Based on Elle: Make Goth Work For You – page 83-84
I admit it, I dabbled with the ‘Goth’ look back in my teens (oh such a vague and hazy memory). However it was more about covering up and fitting in than standing out. Now, as a woman in my twenties, Goth doesn’t rest so easily with me, in fact it’s a look I would actively avoid, apart from at Halloween. No one wants to look like they’re going to a costume party when as a matter of fact they’re going for lunch with the girls, which is why I can empathise with Elle’s choice of title for their piece on this oh so tricky look – it’s hard to make a statement look like “Goth” work for you.
Separately there have been many Goth inspired nuances in this A/W season’s fashion; studs, leather and lace to name but a few. But if you’re a layperson to the Goth look, it’s best not to jump in with both feet and wear all these details at once. In my opinion you need to keep it simple, stick to just one of these details at any one time. This is a style that can easily look masculine, so remember for every bit of leather or stud, try and balance it with something feminine. Make-up plays a huge part, sometimes it’s best to keep your face simple and girly and let the outfit do the talking. Going for Goth both on your face and with your outfit is a sure fire way to miss the target.
It’s purple, it’s leather, it’s lace, it’s feathered and above all, it’s studded. I have had a hard time finding studded items in charity shops. It is possibly the only look this season that hasn’t been replayed over and over again.
Lace is a little easier to find, and can be toughened up with that elusive studded detail.

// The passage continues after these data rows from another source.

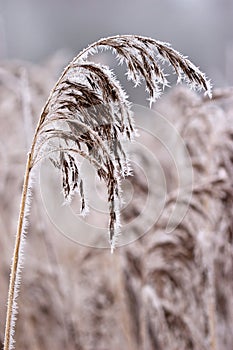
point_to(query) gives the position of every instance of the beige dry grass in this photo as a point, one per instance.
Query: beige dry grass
(162, 292)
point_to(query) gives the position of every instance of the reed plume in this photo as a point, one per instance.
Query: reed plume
(88, 115)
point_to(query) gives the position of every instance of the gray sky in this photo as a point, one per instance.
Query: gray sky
(33, 30)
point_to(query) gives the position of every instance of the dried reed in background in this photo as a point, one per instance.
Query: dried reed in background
(89, 101)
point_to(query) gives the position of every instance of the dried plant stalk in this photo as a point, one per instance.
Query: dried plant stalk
(88, 114)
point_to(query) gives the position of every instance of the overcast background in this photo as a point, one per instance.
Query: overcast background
(33, 30)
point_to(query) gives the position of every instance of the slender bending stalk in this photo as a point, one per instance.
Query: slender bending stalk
(15, 261)
(88, 114)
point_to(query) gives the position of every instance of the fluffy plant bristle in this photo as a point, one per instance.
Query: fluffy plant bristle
(88, 113)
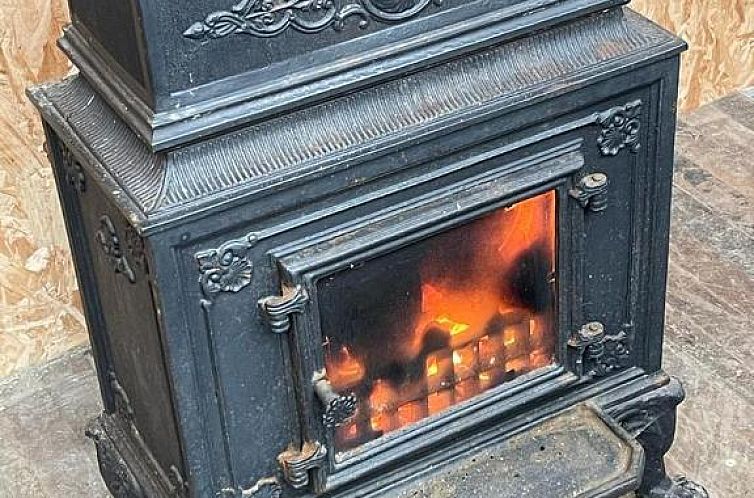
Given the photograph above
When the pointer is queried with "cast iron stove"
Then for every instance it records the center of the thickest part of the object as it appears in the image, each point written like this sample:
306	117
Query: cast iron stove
361	248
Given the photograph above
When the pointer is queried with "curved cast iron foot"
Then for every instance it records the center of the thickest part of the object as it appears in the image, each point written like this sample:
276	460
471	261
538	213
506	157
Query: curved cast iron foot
678	487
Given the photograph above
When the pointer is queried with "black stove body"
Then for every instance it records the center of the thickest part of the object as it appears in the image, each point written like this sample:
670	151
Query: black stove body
372	248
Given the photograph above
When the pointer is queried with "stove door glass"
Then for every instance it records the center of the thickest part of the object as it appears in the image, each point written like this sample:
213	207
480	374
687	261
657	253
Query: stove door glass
440	321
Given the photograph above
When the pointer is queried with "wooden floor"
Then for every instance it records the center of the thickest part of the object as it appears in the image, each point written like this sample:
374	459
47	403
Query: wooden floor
709	340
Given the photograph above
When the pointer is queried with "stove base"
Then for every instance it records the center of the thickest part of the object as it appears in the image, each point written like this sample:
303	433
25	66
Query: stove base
608	447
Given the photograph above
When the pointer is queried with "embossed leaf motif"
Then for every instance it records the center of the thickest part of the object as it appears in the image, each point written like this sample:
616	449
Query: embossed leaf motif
227	273
620	129
227	268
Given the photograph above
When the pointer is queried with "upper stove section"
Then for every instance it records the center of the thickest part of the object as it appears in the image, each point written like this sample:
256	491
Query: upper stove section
177	71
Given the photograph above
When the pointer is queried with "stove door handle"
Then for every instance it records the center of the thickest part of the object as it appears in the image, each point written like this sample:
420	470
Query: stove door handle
339	409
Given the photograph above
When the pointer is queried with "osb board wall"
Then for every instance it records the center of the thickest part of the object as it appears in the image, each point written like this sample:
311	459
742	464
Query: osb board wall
720	34
40	313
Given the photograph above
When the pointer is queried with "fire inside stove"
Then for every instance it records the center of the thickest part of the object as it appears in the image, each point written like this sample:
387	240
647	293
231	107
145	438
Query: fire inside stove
437	322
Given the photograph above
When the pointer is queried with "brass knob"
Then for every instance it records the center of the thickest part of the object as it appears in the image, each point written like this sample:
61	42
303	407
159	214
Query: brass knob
339	409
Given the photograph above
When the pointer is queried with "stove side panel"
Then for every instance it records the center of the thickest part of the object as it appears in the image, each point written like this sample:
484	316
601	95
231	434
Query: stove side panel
112	263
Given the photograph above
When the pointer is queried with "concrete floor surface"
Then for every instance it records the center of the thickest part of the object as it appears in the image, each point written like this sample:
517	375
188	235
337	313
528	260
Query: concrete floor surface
709	336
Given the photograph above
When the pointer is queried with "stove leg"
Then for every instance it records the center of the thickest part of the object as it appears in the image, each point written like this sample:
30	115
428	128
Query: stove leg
650	418
656	440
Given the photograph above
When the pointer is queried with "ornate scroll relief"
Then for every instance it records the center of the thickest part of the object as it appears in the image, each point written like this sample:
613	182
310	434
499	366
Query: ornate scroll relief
620	129
225	269
267	18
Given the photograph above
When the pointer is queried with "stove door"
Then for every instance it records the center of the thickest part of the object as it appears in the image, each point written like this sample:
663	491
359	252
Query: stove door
414	325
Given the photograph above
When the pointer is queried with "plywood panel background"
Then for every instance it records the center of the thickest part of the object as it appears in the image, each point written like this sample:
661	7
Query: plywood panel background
40	314
721	40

This Topshop lace dress is perfect for this trend, pale grey detailing isn’t as heavy as black, therefore this item could be worn as easily through the day as in the night. You could throw this on with a leather jacket and some tough ankle boots and that’s the Goth look nailed in one fell swoop.
Black velvet and lace, you can’t get much more Goth than that! This dress could be worn with light make up around the eyes and what my friend Lesley would call “a statement lip” and possibly a pair of shoes like these:
Now for my final item, purple is a great colour for the Goth look, very regal but also very flattering on most skin types. This cape style Hobbs cardigan nails the colour and the Goth style:
This would have to be styled very strategically, I would recommend very tight trousers to compensate for the long floaty fabric, possibly black skinny jeans, definitely heels. I think a light dusky pink floaty top underneath would lighten the mood of this garment, without detracting from the Goth style.